Met hoofdpijn stond hij op, de oude man. Sloffen en badjas aan. Nespresso aan. De storm had de hele nacht geraasd. Alsof de hele straat de hele nacht bezig was met kliko's te verplaatsen. Plastikken wielen op straatklinkers echoënd in de klankkast van lege vuilnisbakken. Op het schoolplein waren de kinderen als idioten aan het schreeuwen. Zo schreeuwden wij vroeger niet. Wij schreeuwden beschaafd. Wij deden spelletjes. Deze kinderen hebben een fixatie op elkaar. Alsof ze elkaar naar het leven staan. Misschien moet dat wel. Moeten ze oefenen om te overleven.
De hoofdpijn zat als een breinaald in zijn nek en kwam er bij zijn rechteroog weer uit.

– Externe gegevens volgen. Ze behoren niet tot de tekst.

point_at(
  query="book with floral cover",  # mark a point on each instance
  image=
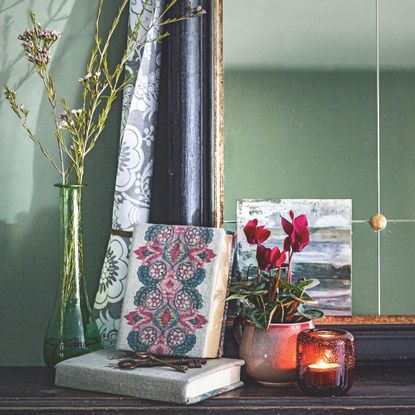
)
(176, 286)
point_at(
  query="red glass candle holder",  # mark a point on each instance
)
(325, 362)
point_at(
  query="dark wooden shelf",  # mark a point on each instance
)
(384, 388)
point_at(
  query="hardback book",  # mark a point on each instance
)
(177, 282)
(99, 372)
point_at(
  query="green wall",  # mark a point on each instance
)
(312, 134)
(29, 268)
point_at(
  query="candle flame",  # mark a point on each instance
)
(321, 364)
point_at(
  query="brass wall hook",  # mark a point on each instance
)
(378, 222)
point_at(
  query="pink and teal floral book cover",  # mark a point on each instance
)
(176, 288)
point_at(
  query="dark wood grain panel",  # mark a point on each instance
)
(379, 388)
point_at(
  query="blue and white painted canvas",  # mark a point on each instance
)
(328, 257)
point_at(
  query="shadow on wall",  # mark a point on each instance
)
(29, 237)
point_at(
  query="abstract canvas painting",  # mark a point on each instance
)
(327, 258)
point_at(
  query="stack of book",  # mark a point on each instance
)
(174, 306)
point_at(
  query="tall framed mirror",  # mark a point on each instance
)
(297, 117)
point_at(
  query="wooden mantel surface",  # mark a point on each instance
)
(388, 388)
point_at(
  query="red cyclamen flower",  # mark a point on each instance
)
(269, 258)
(256, 234)
(297, 231)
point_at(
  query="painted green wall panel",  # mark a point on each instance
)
(313, 135)
(300, 135)
(29, 202)
(398, 145)
(398, 269)
(364, 270)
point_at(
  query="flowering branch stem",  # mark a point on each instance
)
(100, 85)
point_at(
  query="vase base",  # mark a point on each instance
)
(276, 384)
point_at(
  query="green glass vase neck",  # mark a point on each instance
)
(70, 186)
(71, 331)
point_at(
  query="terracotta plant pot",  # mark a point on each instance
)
(270, 355)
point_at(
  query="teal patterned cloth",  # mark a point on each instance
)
(176, 289)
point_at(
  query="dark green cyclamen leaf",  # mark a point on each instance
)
(310, 313)
(257, 318)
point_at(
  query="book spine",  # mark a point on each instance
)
(121, 383)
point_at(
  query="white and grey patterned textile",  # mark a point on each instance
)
(135, 166)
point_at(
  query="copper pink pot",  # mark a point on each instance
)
(270, 355)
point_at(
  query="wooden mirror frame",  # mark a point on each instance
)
(378, 336)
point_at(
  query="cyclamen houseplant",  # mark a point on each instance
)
(273, 310)
(273, 297)
(72, 330)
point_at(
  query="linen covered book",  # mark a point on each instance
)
(99, 372)
(177, 283)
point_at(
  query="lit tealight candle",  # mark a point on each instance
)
(325, 362)
(322, 373)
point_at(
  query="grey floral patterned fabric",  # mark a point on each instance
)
(135, 166)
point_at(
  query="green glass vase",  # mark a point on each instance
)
(71, 330)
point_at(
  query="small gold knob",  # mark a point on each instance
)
(378, 222)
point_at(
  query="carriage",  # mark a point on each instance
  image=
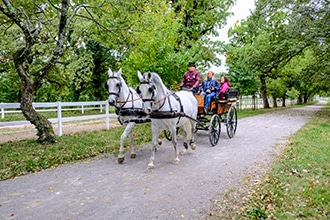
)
(219, 111)
(167, 111)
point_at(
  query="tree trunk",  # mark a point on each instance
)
(283, 101)
(275, 102)
(299, 101)
(264, 90)
(44, 127)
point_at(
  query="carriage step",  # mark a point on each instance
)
(139, 120)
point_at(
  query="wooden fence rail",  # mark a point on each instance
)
(59, 107)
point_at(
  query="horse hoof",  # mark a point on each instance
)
(121, 159)
(151, 166)
(183, 152)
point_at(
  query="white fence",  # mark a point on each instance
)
(59, 107)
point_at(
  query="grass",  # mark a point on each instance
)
(296, 186)
(27, 156)
(53, 114)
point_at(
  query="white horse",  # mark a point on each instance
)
(128, 106)
(168, 110)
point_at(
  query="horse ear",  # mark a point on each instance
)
(110, 72)
(138, 90)
(140, 76)
(149, 75)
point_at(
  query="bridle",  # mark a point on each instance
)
(119, 85)
(151, 89)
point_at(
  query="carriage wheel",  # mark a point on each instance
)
(231, 121)
(168, 135)
(214, 129)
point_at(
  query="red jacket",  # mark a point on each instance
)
(191, 79)
(224, 87)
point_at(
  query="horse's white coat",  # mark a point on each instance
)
(123, 97)
(157, 97)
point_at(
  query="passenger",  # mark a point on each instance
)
(210, 88)
(225, 84)
(191, 79)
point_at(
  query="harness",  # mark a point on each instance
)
(171, 113)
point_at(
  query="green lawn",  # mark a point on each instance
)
(297, 185)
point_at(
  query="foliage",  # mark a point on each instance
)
(282, 39)
(296, 185)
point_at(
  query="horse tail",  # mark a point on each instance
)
(188, 129)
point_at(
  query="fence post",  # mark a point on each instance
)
(2, 112)
(59, 118)
(107, 124)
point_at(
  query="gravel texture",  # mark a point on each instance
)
(104, 189)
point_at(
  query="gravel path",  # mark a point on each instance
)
(104, 189)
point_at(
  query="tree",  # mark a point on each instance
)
(40, 30)
(275, 33)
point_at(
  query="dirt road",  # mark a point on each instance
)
(104, 189)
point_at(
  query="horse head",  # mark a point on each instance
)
(114, 86)
(147, 90)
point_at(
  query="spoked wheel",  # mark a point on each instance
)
(168, 135)
(214, 130)
(231, 122)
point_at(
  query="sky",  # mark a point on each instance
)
(241, 11)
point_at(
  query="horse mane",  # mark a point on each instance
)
(157, 80)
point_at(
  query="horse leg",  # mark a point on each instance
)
(187, 136)
(155, 135)
(133, 154)
(192, 139)
(174, 142)
(128, 129)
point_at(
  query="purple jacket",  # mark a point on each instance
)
(211, 84)
(191, 79)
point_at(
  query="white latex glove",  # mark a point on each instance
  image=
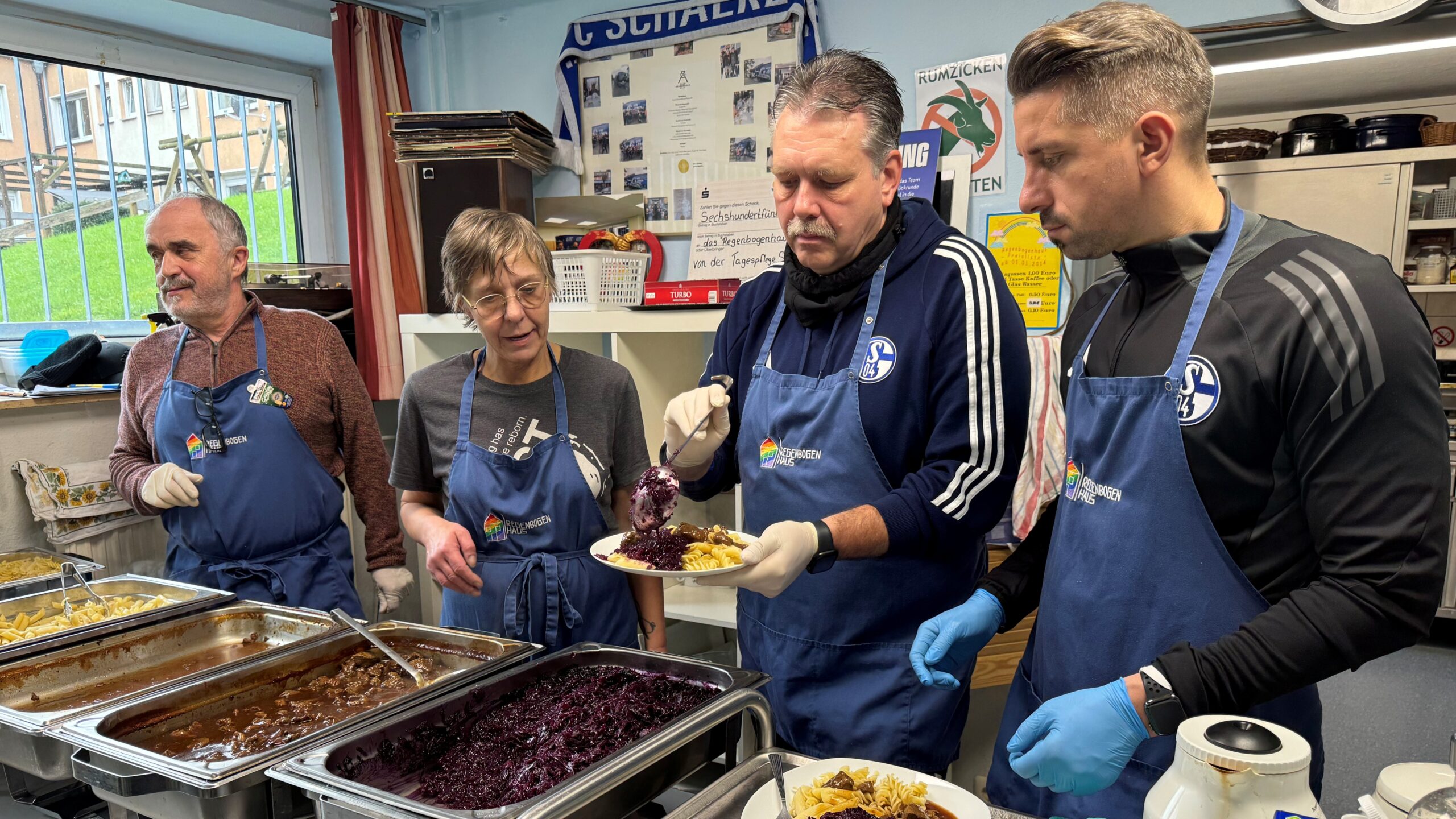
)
(683, 414)
(169, 486)
(775, 560)
(391, 586)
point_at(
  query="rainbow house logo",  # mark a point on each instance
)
(494, 528)
(768, 454)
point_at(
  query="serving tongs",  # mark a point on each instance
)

Alka Seltzer dan maar. Hij staarde als een kind in het glas. Zo gaat het met mij ook. Nog even en ik ben opgelost. Zo oud als hij was had hij altijd zijn lichtzinnigheid vastgehouden. Lichtzinnigheid die omgekeerd evenredig was met de bangerik in hem. Hij was zo lichtzinnig als hij kon panikeren. Als de donkere kant van de maan. Latent, maar ontkend. Anders viel er niet te leven. Op het uur U zou hij zich zonder verzet overgeven, dat wist hij zeker. Het bruistablet spoot naar de oppervlakte. Maar daarvoor zou de angst hem te grazen proberen te nemen, en was je uitgepraat.
Zolang er branie is, is er leven.
Hij sloeg het glas achterover en de gordijnen open.